1. Vers et prose. Formes alternantes et formes hybrides

Sous la direction de Philippe Postel

Numéro 1 - Juillet 2014

Ce premier numéro de la revue Atlantide est l’aboutissement d’un séminaire organisé en 2009 et 2010 à l’Université de Nantes, portant sur les liens qu’entretiennent le vers et la prose dans la littérature mondiale. Le lecteur moderne a en effet tendance à considérer comme impures les formes mixtes qui mêlent la prose et le vers. Cela résulte sans doute d’un certain conformisme, car le bon goût, depuis l’époque classique latine, exclut le mélange et la variété, catégories esthétiques reléguées au genre mineur de la satura. La difficulté de lire aujourd’hui les formes mixtes résulte aussi probablement d’un processus de « désapprentissage » : nous avons oublié, en quelque sorte, que, dans notre histoire littéraire, nombreuses sont les œuvres où se mêlent d’une façon ou d’une autre les deux modes d’expression que constituent la prose et la poésie versifiée.

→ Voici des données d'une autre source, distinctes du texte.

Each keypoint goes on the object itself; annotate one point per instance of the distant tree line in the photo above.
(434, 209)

En effet, pour s’en tenir à la tradition écrite et sans tenir compte des formes mixtes relevant du poème en prose, la mixité formelle est repérable depuis le Satyricon de Pétrone jusqu’à To Axion Esti d’Odysseus Elytis, en passant par les œuvres incontournables que sont La Consolation de la Philosophie de Boèce (VIe s.), la Vita Nuova de Dante (XIIIe s.), et Aucassin et Nicolette (XIIIe s.). Mais elle est encore présente à l’âge baroque : songeons aux romans du Siècle d’Or espagnol, ou bien à L’Arcadie de Philip Sydney répondant à celle de Sannazar (XVIe s.), ou encore à l’opéra qui fait alterner récitatifs et airs. Elle semble encore resurgir chez romantiques allemands, dans les romans de Tieck ou de Brentano par exemple. On pourrait aussi évoquer la littérature irlandaise et galloise ainsi que les sagas islandaises. À pousser l’exotisme plus loin, on s’aperçoit que mêler prose et vers est une pratique littéraire qui s’étend bien au-delà du domaine européen : en attestent la tradition orale indienne ainsi que les formes écrites qui en héritent, mais aussi certains genres narratifs arabes ou encore les romans classiques japonais et chinois.

Pour tenter de se repérer dans le maquis des formes mixtes associant prose et vers, il convient de distinguer plusieurs aspects. Du point de vue des formes, deux possibilités semblent prévaloir. Nous avons évoqué les formes où alternent des passages en prose et des passages versifiés, nettement différenciés les uns des autres, comme dans la satire ménippée, ou le roman chinois ou japonais. Nous les nommerons formes « alternantes », pour les distinguer des formes « hybrides » qui tendent au contraire vers un idéal de fusion (ou de dépassement) de la poésie et de la prose : c’est le cas de la prose rythmée des traditions arabes (saj’) ou chinoises (le fu 賦 ou le pianwen 駢文 par exemple), ou encore de notre poème en prose moderne (Novalis, Baudelaire ou Tourguéniev). Outre ces deux formes mixtes (alternantes et hybrides), il faut mettre à part le cas particulier des transpositions de la poésie versifiée vers la prose ou, inversement, de la prose vers la poésie : ce cas existe notamment dans le contexte des exercices scolaires dans la latinité tardive, tel que l’a étudié Curtius, mais on peut songer aussi au genre de l’opus geminatum où la vie d’un saint est rédigée une fois en prose puis une fois en vers, ou encore, dans un tout autre contexte, à certains poèmes de Tao Qian (IVe-Ve s.), comme le fameux Récit de la source des fleurs de pêcher.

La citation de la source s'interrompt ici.